Rich Horwath, CEO of the Strategic Thinking Institute, found in his research that 44% of managers spent most of their time firefighting in cultures that rewarded reactivity and discouraged thoughtfulness.

Almost all the Senior Executives I’ve worked with, claim that they lacked time for strategic thinking because they are always busy with trifling problems at hand all the time.

Here are five practical ways I’ve helped executives to learn to improve their strategic thinking.

 

1. Focus on the big picture:

Leaders and managers shouldn’t be spending most of their time in micromanaging. They should be always spending their time in thinking and solving big issues rather than smaller ones. Time, energy and effort in handling larger issues that could have a higher potential impact on the organisation enable them to be strategic.

More you are clear, decisive and focused at the macro level, more strategic you become.

 

2. Ask the right questions:

“How does this impact in the long run from a larger perspective?”, should be the question you should be asking all the time. Unfortunately, the most common question is “how do I get out of this immediately?” which are short term and quick fix.

Big thinking questions are the language of strategic thinking. For example, while Career Crafting one should be thinking what is that he or she would like to be doing 5 years from now or 10 years from now, not just tomorrow or day after.

 

3. Speak strategic:

Strategic thinkers also speak the language of strategy. They know how to prioritise and order their thinking process towards the big picture. All their communication, written or verbal will convey strategic intentions to their audiences. They never discuss trivial things as they know that it really doesn’t matter much.

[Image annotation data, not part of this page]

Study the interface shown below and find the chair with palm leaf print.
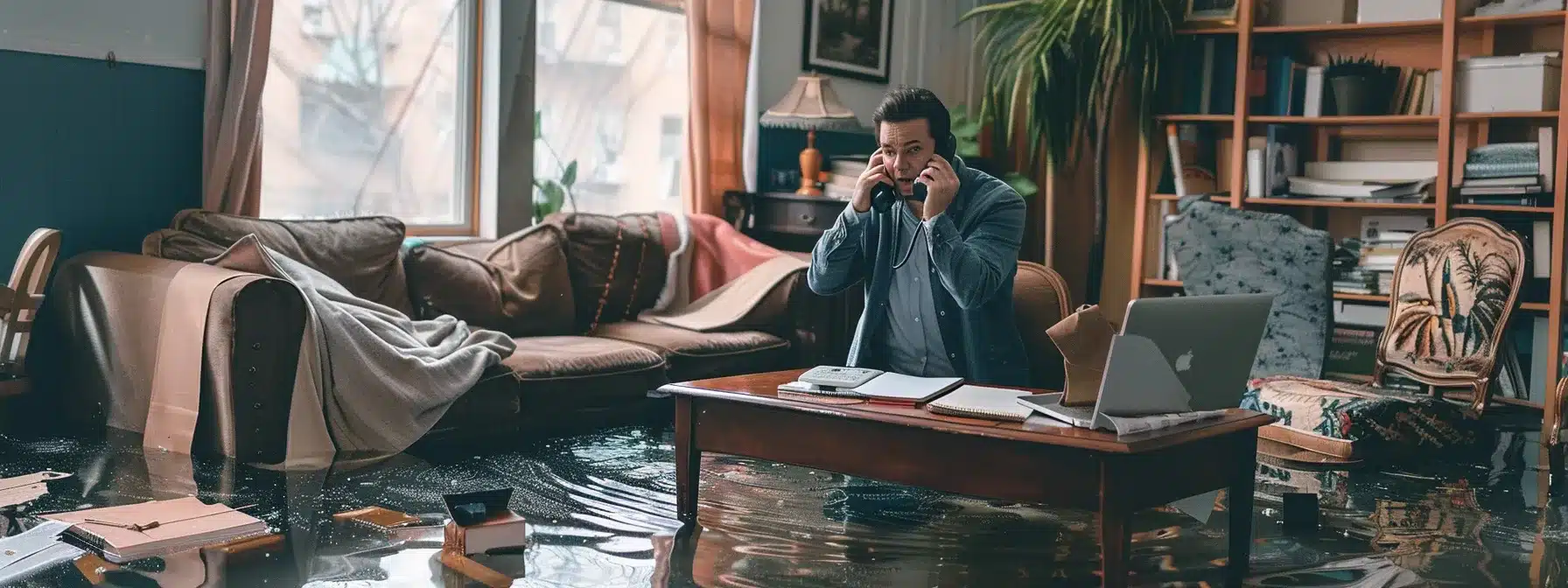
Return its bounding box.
[1242,218,1526,459]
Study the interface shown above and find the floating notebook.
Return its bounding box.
[925,386,1033,422]
[780,372,964,404]
[46,497,268,563]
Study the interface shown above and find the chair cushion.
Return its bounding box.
[1242,376,1480,458]
[1170,200,1333,378]
[501,335,667,416]
[1013,262,1073,390]
[1380,218,1526,384]
[152,210,414,315]
[594,321,788,381]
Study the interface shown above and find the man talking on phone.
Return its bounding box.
[806,88,1030,386]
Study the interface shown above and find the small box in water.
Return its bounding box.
[442,487,528,555]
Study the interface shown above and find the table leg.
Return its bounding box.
[676,396,703,524]
[1099,486,1132,588]
[1225,430,1257,586]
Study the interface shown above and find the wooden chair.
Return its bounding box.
[1242,218,1526,459]
[0,229,60,376]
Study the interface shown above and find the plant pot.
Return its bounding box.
[1328,75,1390,116]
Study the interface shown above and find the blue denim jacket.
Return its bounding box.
[806,157,1030,386]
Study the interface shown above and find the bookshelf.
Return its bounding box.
[1130,0,1568,426]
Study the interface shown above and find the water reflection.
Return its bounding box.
[0,414,1568,586]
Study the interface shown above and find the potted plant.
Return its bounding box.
[533,109,577,222]
[947,103,1040,200]
[961,0,1187,304]
[1323,55,1398,116]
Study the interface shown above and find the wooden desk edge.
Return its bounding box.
[659,382,1278,453]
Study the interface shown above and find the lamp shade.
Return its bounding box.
[760,74,861,130]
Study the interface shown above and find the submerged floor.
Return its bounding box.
[0,410,1568,588]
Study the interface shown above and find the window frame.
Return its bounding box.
[404,0,489,237]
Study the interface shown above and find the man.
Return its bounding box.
[806,88,1030,386]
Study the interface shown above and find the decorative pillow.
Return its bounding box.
[164,210,414,313]
[1168,200,1333,378]
[546,214,669,332]
[1380,218,1524,380]
[1242,376,1480,458]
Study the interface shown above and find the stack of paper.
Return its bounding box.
[46,497,268,563]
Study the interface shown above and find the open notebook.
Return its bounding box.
[780,372,964,404]
[925,386,1033,422]
[46,497,268,563]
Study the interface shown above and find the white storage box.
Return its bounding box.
[1264,0,1356,26]
[1356,0,1477,22]
[1453,52,1564,113]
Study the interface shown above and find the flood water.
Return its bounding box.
[0,412,1568,588]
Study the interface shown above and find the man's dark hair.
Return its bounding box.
[872,87,954,150]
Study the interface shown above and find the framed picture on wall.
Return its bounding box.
[800,0,892,83]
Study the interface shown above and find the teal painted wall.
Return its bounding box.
[0,50,206,271]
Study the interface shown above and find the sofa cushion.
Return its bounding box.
[501,335,665,416]
[164,210,414,315]
[546,214,669,332]
[1242,376,1479,458]
[403,245,572,337]
[594,321,790,381]
[426,366,522,438]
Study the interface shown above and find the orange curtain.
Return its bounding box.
[682,0,756,218]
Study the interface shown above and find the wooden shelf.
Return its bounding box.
[1242,198,1438,210]
[1453,109,1557,121]
[1334,291,1550,312]
[1460,11,1568,28]
[1253,19,1443,34]
[1156,115,1236,122]
[1247,115,1438,125]
[1453,204,1552,215]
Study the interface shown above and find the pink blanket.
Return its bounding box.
[654,214,782,311]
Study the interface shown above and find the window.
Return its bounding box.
[533,0,689,214]
[262,0,481,235]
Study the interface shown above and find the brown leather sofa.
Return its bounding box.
[46,212,1069,463]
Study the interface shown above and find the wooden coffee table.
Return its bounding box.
[660,370,1275,586]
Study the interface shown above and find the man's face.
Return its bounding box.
[877,119,936,196]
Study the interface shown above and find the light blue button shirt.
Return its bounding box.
[883,207,956,378]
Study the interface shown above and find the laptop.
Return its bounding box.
[1018,293,1275,428]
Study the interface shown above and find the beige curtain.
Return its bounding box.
[202,0,273,216]
[683,0,756,216]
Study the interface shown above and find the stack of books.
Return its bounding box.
[1460,127,1554,207]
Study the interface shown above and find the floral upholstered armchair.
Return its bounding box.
[1242,218,1526,459]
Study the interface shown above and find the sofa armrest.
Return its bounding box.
[43,253,307,463]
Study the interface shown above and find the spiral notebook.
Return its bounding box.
[925,386,1033,422]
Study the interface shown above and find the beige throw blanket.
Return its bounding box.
[205,235,516,461]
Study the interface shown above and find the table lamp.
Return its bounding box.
[762,74,861,196]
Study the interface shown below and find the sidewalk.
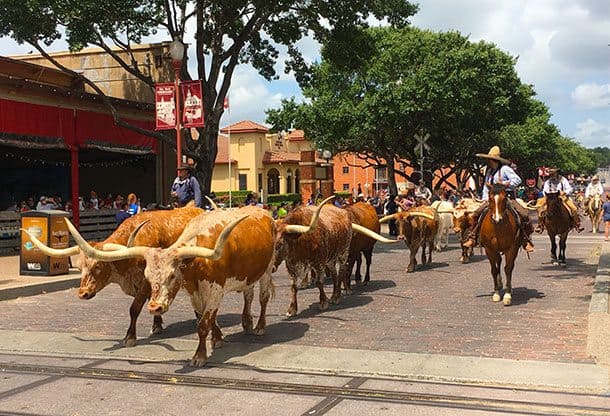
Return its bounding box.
[0,256,80,301]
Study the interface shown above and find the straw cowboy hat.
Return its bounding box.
[477,146,510,164]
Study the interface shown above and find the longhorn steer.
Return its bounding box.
[63,207,275,367]
[430,201,453,251]
[275,197,395,316]
[380,205,438,273]
[24,206,204,347]
[345,202,381,291]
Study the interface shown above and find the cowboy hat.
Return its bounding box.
[176,164,193,172]
[477,146,510,164]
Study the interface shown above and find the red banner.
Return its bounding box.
[155,83,176,130]
[181,80,203,128]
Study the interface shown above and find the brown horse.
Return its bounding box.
[545,192,574,267]
[480,184,521,306]
[587,194,603,234]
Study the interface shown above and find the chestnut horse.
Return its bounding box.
[480,184,521,306]
[545,192,574,267]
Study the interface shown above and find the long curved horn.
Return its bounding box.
[352,224,401,244]
[205,195,218,211]
[379,214,396,224]
[20,228,80,257]
[177,215,249,260]
[127,220,150,247]
[515,198,538,211]
[406,211,436,220]
[102,243,128,251]
[64,218,149,261]
[284,195,335,234]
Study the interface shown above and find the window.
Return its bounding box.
[239,173,248,191]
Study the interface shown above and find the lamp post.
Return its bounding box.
[169,38,184,167]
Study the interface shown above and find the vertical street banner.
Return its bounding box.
[181,80,203,128]
[155,83,176,130]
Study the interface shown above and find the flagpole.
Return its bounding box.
[225,96,233,208]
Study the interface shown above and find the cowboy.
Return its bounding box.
[585,175,604,204]
[171,165,201,208]
[464,146,534,252]
[536,168,584,233]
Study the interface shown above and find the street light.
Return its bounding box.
[169,38,184,167]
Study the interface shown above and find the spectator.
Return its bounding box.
[127,193,142,216]
[89,191,100,209]
[277,202,288,219]
[171,165,201,208]
[114,202,131,225]
[603,194,610,241]
[112,195,124,209]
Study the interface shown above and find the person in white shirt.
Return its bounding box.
[585,175,604,202]
[464,146,534,252]
[536,168,584,233]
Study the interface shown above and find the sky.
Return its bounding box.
[0,0,610,147]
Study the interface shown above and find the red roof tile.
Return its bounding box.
[220,120,269,134]
[288,130,306,142]
[263,150,301,164]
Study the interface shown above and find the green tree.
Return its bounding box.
[0,0,417,193]
[591,147,610,168]
[268,28,531,192]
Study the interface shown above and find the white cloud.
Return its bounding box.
[576,118,610,147]
[572,83,610,109]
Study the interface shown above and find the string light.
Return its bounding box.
[4,152,155,168]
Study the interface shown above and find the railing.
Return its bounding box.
[0,209,117,256]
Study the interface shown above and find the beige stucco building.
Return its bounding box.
[212,121,323,198]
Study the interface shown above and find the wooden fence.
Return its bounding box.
[0,209,117,256]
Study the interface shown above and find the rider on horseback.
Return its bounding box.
[536,168,584,233]
[464,146,534,252]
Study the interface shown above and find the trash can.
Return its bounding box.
[19,210,70,276]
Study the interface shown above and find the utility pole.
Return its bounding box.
[413,131,430,181]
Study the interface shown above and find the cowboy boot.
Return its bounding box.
[521,222,534,253]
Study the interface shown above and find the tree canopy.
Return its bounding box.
[268,27,532,192]
[0,0,417,193]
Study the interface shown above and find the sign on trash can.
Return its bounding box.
[19,210,70,276]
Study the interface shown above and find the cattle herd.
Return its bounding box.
[23,197,479,367]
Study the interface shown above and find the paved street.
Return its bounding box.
[0,232,603,363]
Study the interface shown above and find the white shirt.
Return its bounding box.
[542,176,572,195]
[585,182,604,198]
[481,165,521,201]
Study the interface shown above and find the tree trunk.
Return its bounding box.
[193,113,221,196]
[385,155,398,195]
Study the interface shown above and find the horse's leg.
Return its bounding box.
[485,247,502,302]
[549,232,559,266]
[502,246,519,306]
[559,231,568,267]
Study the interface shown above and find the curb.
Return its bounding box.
[0,275,80,301]
[587,242,610,365]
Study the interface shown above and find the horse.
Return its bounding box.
[479,184,521,306]
[545,192,573,267]
[587,194,602,234]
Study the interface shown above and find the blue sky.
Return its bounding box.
[0,0,610,147]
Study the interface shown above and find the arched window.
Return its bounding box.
[286,169,293,194]
[267,168,280,195]
[294,169,301,194]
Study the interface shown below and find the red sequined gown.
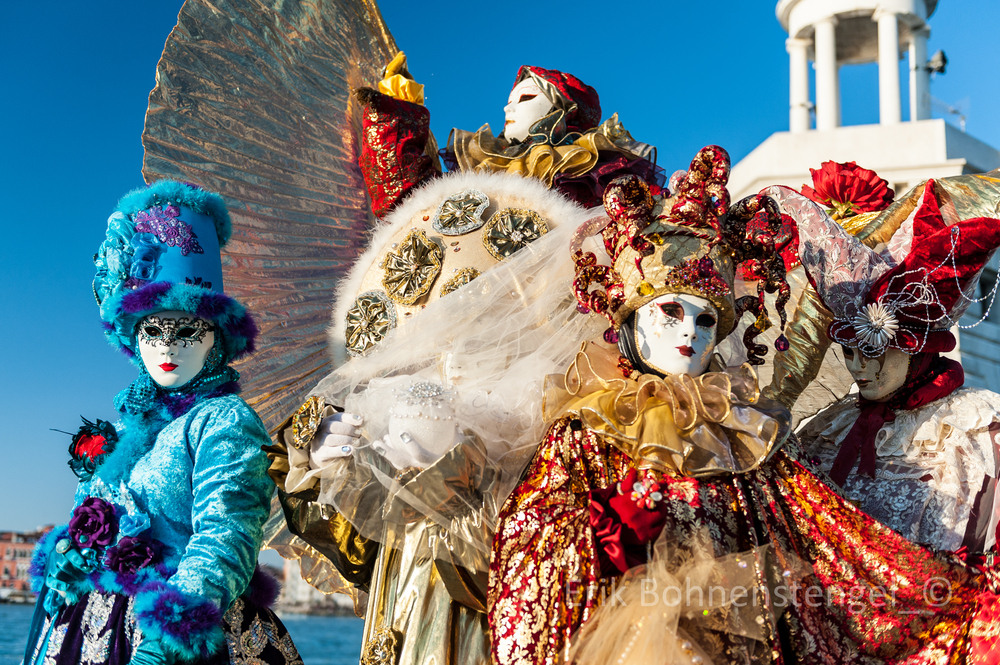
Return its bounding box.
[489,348,1000,665]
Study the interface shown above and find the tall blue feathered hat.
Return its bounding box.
[94,180,257,360]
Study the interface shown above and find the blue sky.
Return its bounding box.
[0,0,1000,530]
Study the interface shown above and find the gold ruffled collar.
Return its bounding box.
[546,344,791,477]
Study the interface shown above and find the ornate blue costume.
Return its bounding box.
[25,181,301,665]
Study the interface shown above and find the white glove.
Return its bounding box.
[373,416,459,469]
[309,413,364,469]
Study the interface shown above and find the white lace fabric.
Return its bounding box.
[799,388,1000,551]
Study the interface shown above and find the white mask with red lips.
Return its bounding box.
[634,293,719,376]
[841,346,910,402]
[501,76,553,141]
[135,310,215,389]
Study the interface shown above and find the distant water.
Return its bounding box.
[0,605,365,665]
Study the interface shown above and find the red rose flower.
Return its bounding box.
[802,162,895,219]
[73,434,107,459]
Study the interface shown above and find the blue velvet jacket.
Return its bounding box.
[32,395,274,659]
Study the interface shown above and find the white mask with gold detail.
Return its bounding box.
[502,77,552,141]
[842,346,910,402]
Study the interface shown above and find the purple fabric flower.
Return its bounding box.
[104,536,163,575]
[69,496,118,549]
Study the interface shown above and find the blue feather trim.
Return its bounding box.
[101,282,257,365]
[135,582,226,660]
[28,524,69,594]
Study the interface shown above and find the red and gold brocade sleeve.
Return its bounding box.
[488,417,630,665]
[356,88,440,217]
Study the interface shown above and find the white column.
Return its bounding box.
[910,26,931,121]
[874,11,901,125]
[785,37,811,134]
[815,16,840,130]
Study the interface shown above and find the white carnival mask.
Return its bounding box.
[842,346,910,402]
[635,293,719,376]
[135,310,215,388]
[502,76,552,141]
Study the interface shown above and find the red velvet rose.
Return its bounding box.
[73,434,107,459]
[802,162,895,219]
[69,496,118,549]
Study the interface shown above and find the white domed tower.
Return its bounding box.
[729,0,1000,390]
[729,0,1000,197]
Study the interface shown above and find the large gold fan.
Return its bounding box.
[142,0,396,430]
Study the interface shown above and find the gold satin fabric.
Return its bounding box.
[378,74,424,104]
[449,113,642,187]
[546,345,789,478]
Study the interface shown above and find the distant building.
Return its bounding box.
[0,526,52,600]
[729,0,1000,391]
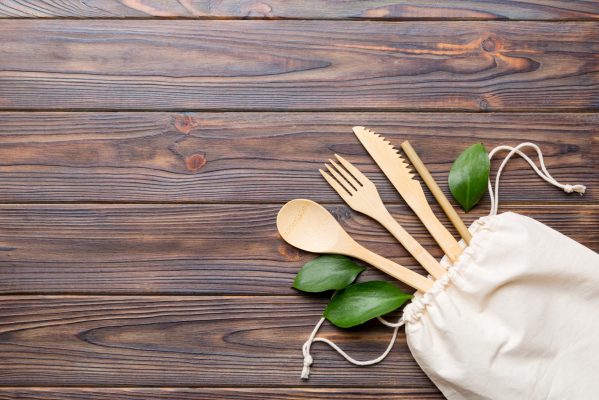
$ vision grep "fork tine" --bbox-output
[324,164,356,194]
[329,159,362,190]
[335,154,369,185]
[318,169,350,203]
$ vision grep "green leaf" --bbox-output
[324,281,412,328]
[448,143,490,211]
[293,255,365,293]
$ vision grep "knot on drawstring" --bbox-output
[301,317,404,379]
[302,341,314,379]
[488,142,587,215]
[564,184,587,196]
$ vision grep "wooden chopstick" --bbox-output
[401,140,472,244]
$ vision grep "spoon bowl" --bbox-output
[277,199,353,253]
[277,199,433,292]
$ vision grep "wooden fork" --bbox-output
[319,154,446,279]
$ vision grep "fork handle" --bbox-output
[378,209,447,279]
[351,245,433,293]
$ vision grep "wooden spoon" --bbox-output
[277,199,433,292]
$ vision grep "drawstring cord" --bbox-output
[488,142,586,215]
[302,142,586,379]
[302,317,404,379]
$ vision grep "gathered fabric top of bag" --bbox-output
[302,143,599,400]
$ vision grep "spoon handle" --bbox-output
[352,246,433,293]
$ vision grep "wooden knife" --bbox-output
[353,126,462,262]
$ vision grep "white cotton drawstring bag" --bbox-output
[302,143,599,400]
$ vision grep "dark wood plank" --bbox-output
[0,296,434,393]
[0,112,599,203]
[0,204,599,294]
[0,20,599,111]
[0,0,599,20]
[0,388,445,400]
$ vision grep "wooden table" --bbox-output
[0,0,599,399]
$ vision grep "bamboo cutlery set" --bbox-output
[277,126,471,292]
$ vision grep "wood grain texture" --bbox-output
[0,388,445,400]
[0,296,434,386]
[0,20,599,111]
[0,0,599,20]
[0,112,599,205]
[0,204,599,294]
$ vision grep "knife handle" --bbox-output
[375,208,447,279]
[414,207,463,263]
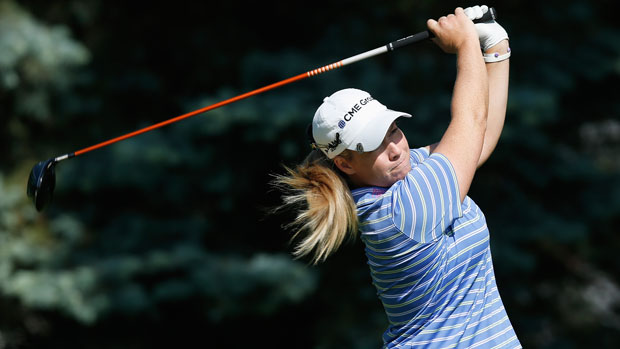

If you could add more consistency, structure and results orientation in all your communication, you’ll surely sound strategic. The way you speak has all the power to create a perception about you inside and outside of you in reference to strategic thinking.

 

4. Make time for thinking:

Seldom I’ve seen senior managers who take time off for thinking because they are always running from meeting to meeting throughout the day. What happens in those meetings mostly are arguments, fights and confrontations on trivial issues. Where is the time to think and contribute strategically if one is always occupied without time to reflect?

Neuroscience researcher Loran Nordgren explained unconscious thought is the more intuitive, right-brained kind of thinking that leads to flashes of insight about how to solve problems. Giving yourself time for unconscious thought is a key component of making effective decisions when there is a large amount of data or a complex problem to solve strategically.

 

5. Take better strategic decisions:

Today’s world is complex and getting more so each day. Huge multinational corporations, international crisis and fast breaking events require most people to make decisions on a daily basis without the tools to understand the long-term impact that today’s decision might create.

As a leader and manager who ends up taking decisions all the time, it’s important that you develop the art and science of strategic decision making.  Especially with increasing number of parameters and factors to be considered in any decisions making process, strategic thinking becomes an essential ability.

 

The process of building strategic thinking skill will not be easy. You might feel that you are filled with lots of problems that needs your immediate attention, which is not true actually. Your vision will not be very clear as you are looking at the longer horizon. You may have to fight out your own assumptions and beliefs. However, once things settle down, you will able to think at a much higher level.